Wednesday, March 18, 2009

Importing Furl pages into iterasi

Earlier this month it was announced that Furl, an early innovator in the world of social bookmarking, had been purchased by Diigo. The announcements we read said that the Furl service would be rolling into Diigo in a future release. 

Since that announcement we have had quite a few Furl users ask us if they could import their Furl pages into iterasi. The answer is ‘Yes, sort of’.  Let me explain. At this time we have an import tool that would let you import your bookmarks and their associated metadata and use iterasi to make fresh archives of those Webpages. To be clear, we do not (yet) offer the ability to import the pages as they were captured by Furl users days, months or years ago. 

We have talked about the effort to import Furl pages and it would not be hard for us to develop. Currently our plate is pretty full so the decision to add this capability will be based on how many people ask for it. So let us know if this is something you would like. If we get enough requests and decide to add this feature I’ll make an announcement here at a later date.

In the meantime, if you want to import the Furl URLs into iterasi and get a fresh archive of the webpage, then do the following:

EXPORT your Furl items as bookmarks:

1)  Login to your Furl account

2)  Go to 'Tools->Export My Archive'

3)  Click on the 'Browser Bookmark' link to select the export format used by IE and Firefox.

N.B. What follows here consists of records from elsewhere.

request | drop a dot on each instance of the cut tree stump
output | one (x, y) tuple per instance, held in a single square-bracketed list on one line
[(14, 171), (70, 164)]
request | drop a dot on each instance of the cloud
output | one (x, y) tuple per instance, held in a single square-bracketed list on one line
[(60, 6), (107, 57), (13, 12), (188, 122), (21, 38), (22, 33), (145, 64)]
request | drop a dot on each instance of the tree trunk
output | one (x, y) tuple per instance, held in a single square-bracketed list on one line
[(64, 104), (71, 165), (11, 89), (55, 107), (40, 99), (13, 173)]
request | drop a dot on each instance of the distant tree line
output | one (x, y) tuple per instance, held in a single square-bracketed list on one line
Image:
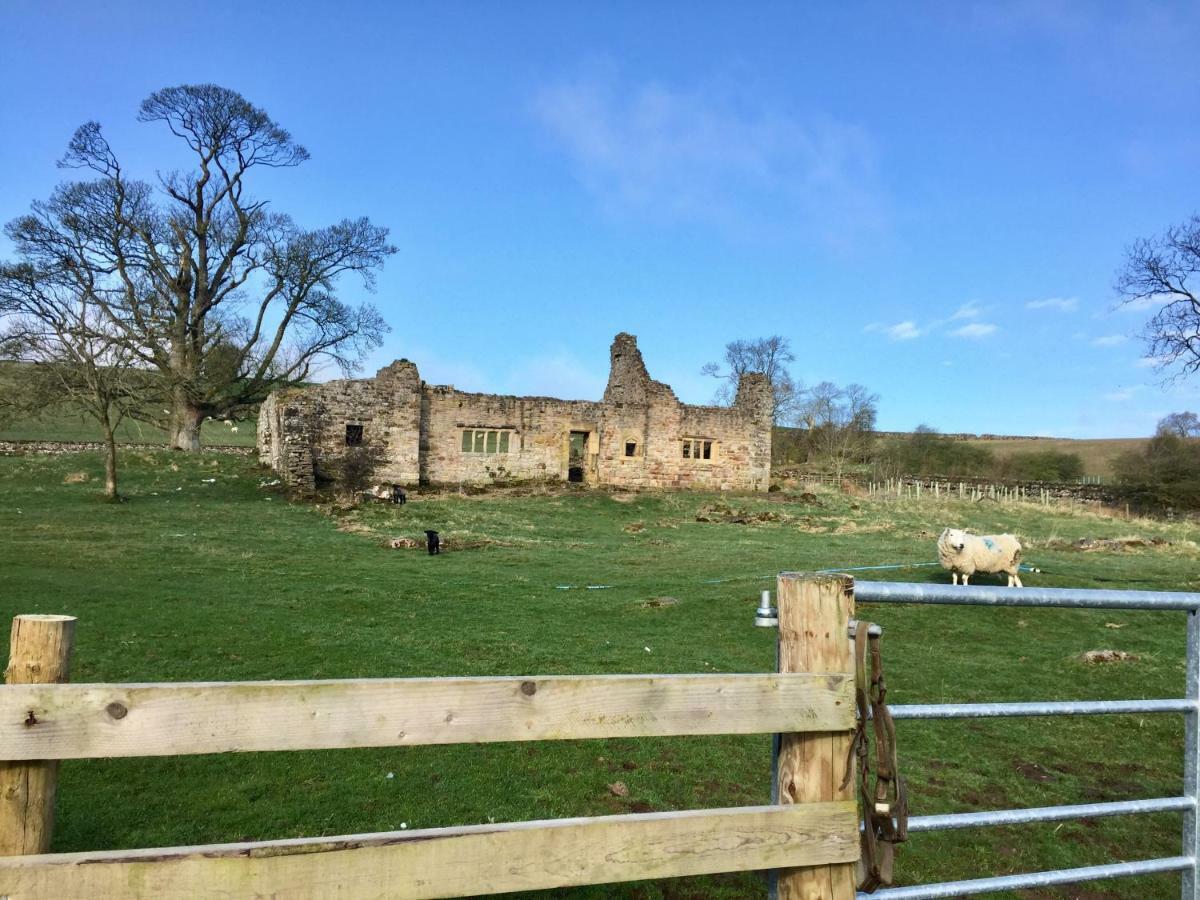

4)  Save the file locally somewhere that you can remember

5)  If you want to import your Furl 'Categories' as iterasi 'Tags', then you will need to modify the export file to change the label "CATEGORIES" to "TAGS" and replace the semicolons used to separate the tags with commas. The easiest way to do this is to open up the file in notepad, and do a global replace for CATEGORIES and semicolons.  Choose 'Edit->Replace' and replace 'CATEGORIES' with 'TAGS'.  Repeat the previous step replacing semicolons with commas.  (NOTE:  Use ‘Replace All’ to replace all occurrences in the document at once, saving you from having to go through the file one bookmark at a time)

IMPORT your Furl bookmarks into iterasi

1)  Login to iterasi

2)  Go to 'Tools' and click on the 'Import' button

3)  In the import form, click on the 'Browse' button and locate your saved exported Furl file.

4)  If you want to add extra tags to your Furl item – perhaps you want to tag all of these with the Tag ‘ImportedFromFurl’ you can do that by adding to the Tags box.

5)  If you want your Furl items to be private, check the Private checkbox. 

6)  Click on the 'OK' button when you are ready to import

7)  Our servers will browse to each of your imported Furl URL's and archive a fresh copy of that URL's webpage and save it in your account. You can see the progress of this in your 'Pending Archives"

Again, let us know if the full webpage import from Furl into iterasi is something important to you.  We will count the votes and if there is enough interests we'll post here at a later date.